Storm Study

Storm Study – Pencil, Watercolor – 8 x 8 inches.

It wasn’t long ago when small green shapes, like soft blades, slowly poked up out of the dirt and last autumn’s leaves, the color of rusted iron. Then stems and yellow petals. Red, blue, golden too, and purple. It felt like months of winter here in the hills were beginning to blossom into spring. Almost. Then one afternoon our green world turned back into white.

The tulips and daffodils don’t seem to mind. Nor do the Sparrows, Finches, and Western Bluebirds. (Shh, I don’t mind either.

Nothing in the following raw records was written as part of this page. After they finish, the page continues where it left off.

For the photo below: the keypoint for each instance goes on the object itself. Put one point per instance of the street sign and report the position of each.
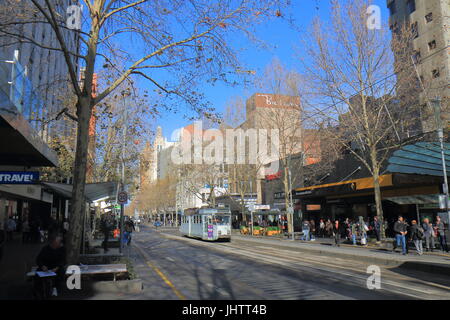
(122, 197)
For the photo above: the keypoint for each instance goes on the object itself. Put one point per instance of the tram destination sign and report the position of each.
(19, 177)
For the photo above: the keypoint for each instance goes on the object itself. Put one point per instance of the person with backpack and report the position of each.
(440, 231)
(417, 236)
(376, 227)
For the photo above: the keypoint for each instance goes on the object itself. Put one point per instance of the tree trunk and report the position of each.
(78, 204)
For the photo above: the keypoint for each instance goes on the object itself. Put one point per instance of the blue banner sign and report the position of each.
(18, 177)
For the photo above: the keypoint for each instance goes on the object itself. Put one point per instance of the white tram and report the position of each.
(207, 223)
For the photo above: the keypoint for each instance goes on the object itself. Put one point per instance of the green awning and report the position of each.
(420, 158)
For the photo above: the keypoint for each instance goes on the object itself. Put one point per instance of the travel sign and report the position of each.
(18, 177)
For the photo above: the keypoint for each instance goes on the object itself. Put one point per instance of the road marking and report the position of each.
(163, 277)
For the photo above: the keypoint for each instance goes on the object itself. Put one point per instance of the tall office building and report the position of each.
(430, 23)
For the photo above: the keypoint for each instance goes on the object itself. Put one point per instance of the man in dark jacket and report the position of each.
(53, 258)
(417, 236)
(400, 229)
(338, 228)
(129, 228)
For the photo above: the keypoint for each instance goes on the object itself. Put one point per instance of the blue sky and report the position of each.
(284, 43)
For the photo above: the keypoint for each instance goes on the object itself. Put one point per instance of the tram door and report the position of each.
(209, 228)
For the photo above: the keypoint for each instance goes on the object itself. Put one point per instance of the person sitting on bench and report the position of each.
(52, 258)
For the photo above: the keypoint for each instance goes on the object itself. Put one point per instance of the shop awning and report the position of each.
(420, 158)
(417, 199)
(93, 191)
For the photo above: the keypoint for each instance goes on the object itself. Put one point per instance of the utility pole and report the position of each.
(437, 114)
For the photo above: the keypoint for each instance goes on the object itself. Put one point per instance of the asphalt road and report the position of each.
(176, 267)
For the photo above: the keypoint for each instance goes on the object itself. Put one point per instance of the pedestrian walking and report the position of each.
(312, 230)
(129, 228)
(400, 229)
(329, 228)
(417, 236)
(305, 229)
(10, 228)
(25, 231)
(429, 236)
(363, 231)
(353, 231)
(321, 228)
(105, 228)
(376, 227)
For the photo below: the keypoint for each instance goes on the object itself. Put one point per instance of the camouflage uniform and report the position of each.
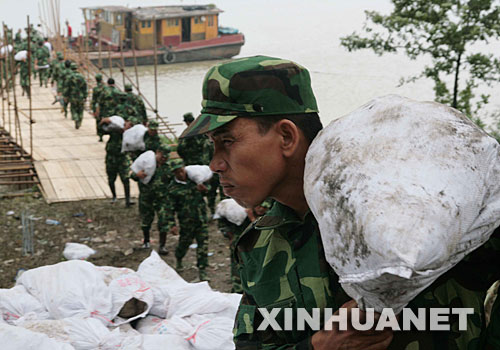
(154, 198)
(280, 257)
(65, 73)
(75, 90)
(107, 102)
(135, 106)
(152, 194)
(42, 56)
(190, 207)
(96, 94)
(117, 164)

Shh, it’s heretical to say this in California, but I don’t want to let go of the snow’s cold embrace.)

The Seventh Storm of Winter

Dearly beloved, we are gathered here
to bless the falling snow.

Let it bury us and all our cares and pains, and bury
every one of our wishes and preoccupations, especially
the ones we think are most important.

Let it, which neither scorns nor loves, but falls
on all our lives with the same indifferent silence,
bury our pasts and bury every one of our dreams as well.

We pray you, blessed snow, to leave bare spots
beneath the apple trees for winter birds to peck for
seeds, but otherwise, please blanket our incessant

human chatter beneath the frigid benediction of your
whiteness so we can pull up the covers of our beds
and burrow even deeper into sleep like hibernating bats

and bears and not emerge until the ides of March, or April,
or maybe not until the ides of May.

(There you have it, friends: Shh, I hope my secret thoughts are safe with you.)

A Taste of Summer

A Taste of Summer (from a sketchbook) – Pencil, ink, watercolor – 8.5 x 11 inches.

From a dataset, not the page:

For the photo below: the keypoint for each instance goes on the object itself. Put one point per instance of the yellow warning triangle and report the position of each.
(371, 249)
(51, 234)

A famous song begins with the following lines:

“Just about a year ago
I set out on the road
Seekin’ my fame and fortune
Lookin’ for a pot of gold
Things got bad and things got worse
I guess you’ll know the tune. . .”

I’m guessing that even though you may have forgotten the first six lines of the tune, you will not have forgotten the last:

“Oh Lord, stuck in Lodi again.”

Creedence Clearwater Revival’s 1969 song made Lodi, California feel to me like one of the circles of Hell. But there are worse places in this world to be stuck in: Spokane, Washington, Broma, Sweden, and just about anywhere in Texas come immediately to mind.

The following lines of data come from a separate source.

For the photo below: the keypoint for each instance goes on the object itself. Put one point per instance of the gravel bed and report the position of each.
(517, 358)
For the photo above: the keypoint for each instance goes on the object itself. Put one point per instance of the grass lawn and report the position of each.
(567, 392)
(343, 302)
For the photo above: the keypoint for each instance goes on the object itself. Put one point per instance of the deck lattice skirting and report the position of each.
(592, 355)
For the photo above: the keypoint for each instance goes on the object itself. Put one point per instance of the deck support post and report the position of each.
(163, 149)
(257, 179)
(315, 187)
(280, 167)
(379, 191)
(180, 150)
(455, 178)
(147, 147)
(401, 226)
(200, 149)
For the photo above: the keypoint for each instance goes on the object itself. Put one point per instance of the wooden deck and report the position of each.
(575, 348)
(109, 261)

At least Lodi has some excellent wineries, especially if you fancy bold reds. This watercolor shows the tasting room of one of them. At first sight it felt dark and imposing, but it’s dramatic and I thought it showed an imaginative use of space. I didn’t paint it to advertise the winery or the city; it just happened to appear during the travels of some friends spending a beautiful day in the pleasant company of Dionysus.

That was a while ago. Today, in the foothills of the Sierra Nevada mountains, it’s the middle of March, the middle of Lent, and many of us feel stuck. We may be finished with Winter, but Winter has not finished with us. Rain and snow are predicted to visit us, yet again, by the end of the week.

So as an act of public service, here’s an image of a sunny afternoon in June that just happened to be in Lodi. Yes, Summer will arrive, no matter where we happen to feel stuck.

A World of Wednesdays

A World of Wednesdays – Watercolor – 8.5 x 12 inches.

When I was a girl in school, in the country we used to live in,
I loved Wednesdays because our classes lasted only until noon.
You and I ignored the playground and spent those afternoons at
play in green forests along the river. Years passed and then we
played in bedrooms in our own white worlds of linen sheets.

Now you live oceans away on the other side of the world. Is every
day there in your country warm and green? Here the days are
white, and the only river, miles away, has flowed under ice since
December. Months disappear and petals from a Christmas plant
wrinkle and fall in silence, like snow on Wednesday afternoons.